The wedding takes place and Victoire and Armond build up a flourishing business as innkeepers. She begins to lose her tenuous grip on reality when Armond dies within a few years of fever. She, like her mother, suffers maladie du coeur. Her twin children drown in the Vionne while under her supervision in an incident she cannot recall.
The loss of her children is the final blow and Victoire fully descends into blackness and delerium. The men of the village decide to send her to the la Salpetriere asylum of Paris. A bailiff arrives to take her away:
|“Child murder is one of the most heinous crimes known to man,” the bailiff proclaimed. “You, widow Bruyere, are to be incarcerated for life in la Salpetriere asylum of Paris.”As they dragged me off, I had not the slightest idea what the man was talking about.|
Spirit of Lost Angels may seem an endless tragedy, yet it is not. Perrat writes of a heroine frequently bereaved and much misused in her short lifetime. Yet, the spirit is never completely extinguished in Victoire. She fights her way back from the darkness of the soul against horrendous odds.

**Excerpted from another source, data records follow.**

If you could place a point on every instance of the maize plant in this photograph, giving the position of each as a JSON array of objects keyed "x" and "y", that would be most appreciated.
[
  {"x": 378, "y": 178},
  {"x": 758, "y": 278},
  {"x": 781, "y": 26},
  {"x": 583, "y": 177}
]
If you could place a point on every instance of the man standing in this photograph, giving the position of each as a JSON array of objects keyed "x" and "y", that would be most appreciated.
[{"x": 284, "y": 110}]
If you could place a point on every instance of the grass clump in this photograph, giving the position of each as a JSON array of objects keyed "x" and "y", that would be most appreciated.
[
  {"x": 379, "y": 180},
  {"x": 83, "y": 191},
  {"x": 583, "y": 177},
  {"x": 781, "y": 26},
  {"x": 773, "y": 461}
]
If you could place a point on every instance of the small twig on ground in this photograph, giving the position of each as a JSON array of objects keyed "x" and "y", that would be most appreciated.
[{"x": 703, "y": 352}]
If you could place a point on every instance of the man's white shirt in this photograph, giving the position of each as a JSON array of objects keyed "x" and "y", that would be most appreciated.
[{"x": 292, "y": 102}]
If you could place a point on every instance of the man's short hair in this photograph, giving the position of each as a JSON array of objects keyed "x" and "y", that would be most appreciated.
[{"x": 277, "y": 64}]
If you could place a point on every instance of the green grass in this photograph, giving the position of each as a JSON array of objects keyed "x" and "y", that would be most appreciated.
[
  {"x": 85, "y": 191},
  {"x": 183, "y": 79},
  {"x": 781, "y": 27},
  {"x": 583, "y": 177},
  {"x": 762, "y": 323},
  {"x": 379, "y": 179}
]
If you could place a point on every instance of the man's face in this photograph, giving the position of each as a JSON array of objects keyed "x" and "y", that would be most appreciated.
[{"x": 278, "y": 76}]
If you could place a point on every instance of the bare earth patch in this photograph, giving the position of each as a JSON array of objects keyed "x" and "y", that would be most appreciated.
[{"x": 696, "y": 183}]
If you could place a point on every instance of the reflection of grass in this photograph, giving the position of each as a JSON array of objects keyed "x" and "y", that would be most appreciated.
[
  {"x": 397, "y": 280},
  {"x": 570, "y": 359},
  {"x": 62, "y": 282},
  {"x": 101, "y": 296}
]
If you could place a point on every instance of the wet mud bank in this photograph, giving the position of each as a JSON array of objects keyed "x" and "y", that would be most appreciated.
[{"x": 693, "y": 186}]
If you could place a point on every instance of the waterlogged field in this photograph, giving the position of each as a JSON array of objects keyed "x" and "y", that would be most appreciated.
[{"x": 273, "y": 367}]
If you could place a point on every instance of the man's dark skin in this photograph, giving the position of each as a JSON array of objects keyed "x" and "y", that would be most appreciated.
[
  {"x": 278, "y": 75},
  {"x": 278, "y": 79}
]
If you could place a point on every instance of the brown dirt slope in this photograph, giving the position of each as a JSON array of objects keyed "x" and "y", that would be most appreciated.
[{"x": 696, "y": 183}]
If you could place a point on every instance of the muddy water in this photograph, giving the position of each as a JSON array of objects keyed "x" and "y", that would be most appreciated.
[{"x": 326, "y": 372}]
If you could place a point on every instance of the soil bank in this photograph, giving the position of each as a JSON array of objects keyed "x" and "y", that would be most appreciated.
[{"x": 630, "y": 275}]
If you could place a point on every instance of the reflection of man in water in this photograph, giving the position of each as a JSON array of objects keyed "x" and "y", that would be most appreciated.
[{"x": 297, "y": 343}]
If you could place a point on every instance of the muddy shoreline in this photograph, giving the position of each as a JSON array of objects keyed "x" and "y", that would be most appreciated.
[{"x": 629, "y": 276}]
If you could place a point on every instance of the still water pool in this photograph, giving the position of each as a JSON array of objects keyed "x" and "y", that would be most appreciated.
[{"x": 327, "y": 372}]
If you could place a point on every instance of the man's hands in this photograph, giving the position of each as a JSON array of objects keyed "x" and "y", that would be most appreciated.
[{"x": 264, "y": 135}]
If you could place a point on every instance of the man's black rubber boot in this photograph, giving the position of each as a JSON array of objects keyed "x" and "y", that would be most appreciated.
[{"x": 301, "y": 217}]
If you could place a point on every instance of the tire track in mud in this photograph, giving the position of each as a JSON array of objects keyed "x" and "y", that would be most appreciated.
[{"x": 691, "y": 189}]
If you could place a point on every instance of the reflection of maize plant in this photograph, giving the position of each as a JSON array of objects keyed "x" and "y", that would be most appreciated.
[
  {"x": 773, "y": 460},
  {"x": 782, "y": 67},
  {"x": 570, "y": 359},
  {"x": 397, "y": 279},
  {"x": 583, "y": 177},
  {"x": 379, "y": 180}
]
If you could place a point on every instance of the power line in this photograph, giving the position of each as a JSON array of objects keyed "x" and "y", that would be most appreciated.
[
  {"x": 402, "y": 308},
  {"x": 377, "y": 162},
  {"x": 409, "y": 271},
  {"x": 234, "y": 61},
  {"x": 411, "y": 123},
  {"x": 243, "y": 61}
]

Victoire takes incredible risks and one dangerous, albeit extremely fortunate, opportunity to forge a new life; not the perfect one she dreams of, but one grounded in reality. Her literacy propels her to fame and infamy as she avenges her father and the victims of the French Revolution through words.
It may seem Spirit of Angels is without glimmer of light, but, despite the physical and mental blows and lessons about the vagaries of love, Perrat infuses the novel with Victoire’s determination to overcome adversities and find forgiveness within herself. Once again, the river Vionne plays a part, as does an unlikely redemption and reconciliation.
This is a wonderful debut novel by Liza Perrat. She avoids the trap of allowing her protagonist to miraculously find her way. There are no miracles in Spirit of Angels, but small blessings along the journey. I am impressed with Perrat’s knowledgeable treatment of the role of women during one of France’s most tumultuous times, as well as the complexities of insular village life.